In Smithers alone, a community of about 4,500 people, claim staking and test drilling brings in more than $100 million annually and employs hundreds of people.

Bell said Campbell River is well-positioned to do the same. The community has long-supported the Myra Falls and Quinsam mines, and has a wide variety of other businesses to support the mining industry.

In fact, the choppers and pilots to be used in the magnetic mapping will be based out of Campbell River. They are expected to soon begin the work and will be finished by the end of September.

The data will then be compiled and released to the public next spring online at And as soon as the information is released, the project proponents said Campbell River can expect to see more exploration activity.

“This is a strategic approach to mining investment,” said Camela Tang, vice-chair of the Island Coastal Economic Trust. “I’m interested to see what lies beneath our feet.”

The mapping will take place over a large region of the North Island, north of the 50th parallel. Kirkham said specific regions have been identified due to rock formations, etc. As well, water and moss samples will be taken from streams and creeks to look for signs of metal and mineral deposits.

“So, is there good stuff there?” asked a man who attended the meeting.

Well, explained Kirkham, the red dots on the map don’t always point to exact spot, but there are indications the North Island holds valuable deposits of platinum and the rare palladium.

“It looks good for these elements,” he said.

North Island NDP MLA Claire Trevena was also at the meeting and requested that residents be properly notified when the helicopters are flying near their communities.

“First Nations have been notified about this,” said Rivercorp Chair Vic Goodman. “This (project) will benefit First Nations…it will provide them with good information on potential resources.”


Other projects


The initial meeting in January to identify potential economic drivers for the Campbell River region came up with more than 20 proposals.
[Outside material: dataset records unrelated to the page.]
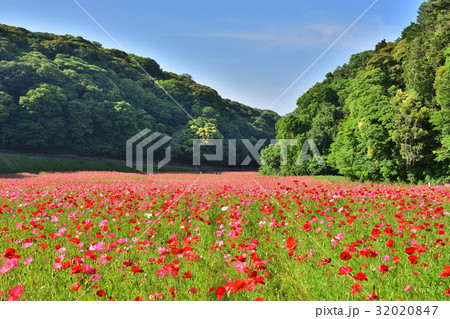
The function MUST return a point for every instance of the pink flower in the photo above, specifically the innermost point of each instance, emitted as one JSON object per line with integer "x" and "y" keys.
{"x": 8, "y": 265}
{"x": 15, "y": 293}
{"x": 88, "y": 269}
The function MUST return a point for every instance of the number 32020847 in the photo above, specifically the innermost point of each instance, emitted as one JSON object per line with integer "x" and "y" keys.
{"x": 406, "y": 310}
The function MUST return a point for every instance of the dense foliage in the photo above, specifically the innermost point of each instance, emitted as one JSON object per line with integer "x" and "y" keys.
{"x": 67, "y": 94}
{"x": 385, "y": 115}
{"x": 235, "y": 237}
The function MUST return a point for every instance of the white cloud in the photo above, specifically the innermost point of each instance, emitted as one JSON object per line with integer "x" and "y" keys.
{"x": 289, "y": 38}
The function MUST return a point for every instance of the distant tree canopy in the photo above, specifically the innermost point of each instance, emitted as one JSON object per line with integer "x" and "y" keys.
{"x": 383, "y": 116}
{"x": 67, "y": 94}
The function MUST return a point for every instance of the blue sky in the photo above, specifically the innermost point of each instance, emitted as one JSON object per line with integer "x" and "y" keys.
{"x": 249, "y": 51}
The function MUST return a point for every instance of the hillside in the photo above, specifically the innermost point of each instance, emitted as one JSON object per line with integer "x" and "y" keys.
{"x": 383, "y": 116}
{"x": 68, "y": 95}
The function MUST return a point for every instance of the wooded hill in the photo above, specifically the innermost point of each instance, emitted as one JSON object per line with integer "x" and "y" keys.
{"x": 383, "y": 116}
{"x": 67, "y": 94}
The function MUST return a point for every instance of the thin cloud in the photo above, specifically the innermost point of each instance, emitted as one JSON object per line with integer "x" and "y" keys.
{"x": 290, "y": 38}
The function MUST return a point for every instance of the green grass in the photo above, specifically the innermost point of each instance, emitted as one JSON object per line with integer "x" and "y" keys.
{"x": 22, "y": 164}
{"x": 333, "y": 178}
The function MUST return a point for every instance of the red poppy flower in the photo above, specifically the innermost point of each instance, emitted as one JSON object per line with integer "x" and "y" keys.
{"x": 345, "y": 255}
{"x": 220, "y": 292}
Minister Bell asked for the committee to whittle that number down to three to five realistic projects that could provide immediate benefits or assistance. That led to Wednesday’s meeting which, in addition to the magnetic mapping, focussed on biomass research and the consolidated marketing plan.

Bell said the North Island could provide a lot of biomass in the form of wood pellets that can be burned to create energy. He also expressed some regret that he didn’t put more time into wood pellet development when he was Minister of Forest.

He knows now that wood pellet biomass is a proven technology in contrast to cellulose-ethanol. Bell advised giving the boot to anyone who comes along and claims they want to build such a cellulose-ethanol plant.

In addition, Bell said Korea has a mandate to use 10 per cent biomass to produce energy by 2022. That may not sound like much, he pointed out, but that’s more biomass than can be produced in North America.

“The contracts haven’t been filled,” said Bell as he dangled the economic carrot.

Finally, the local organizations investigating a consolidated marketing plan include Rivercorp, Campbell River and District Chamber of Commerce, North Island Employment Foundation, Campbell River Creative Industry Council and Campbell River Multicultural Association.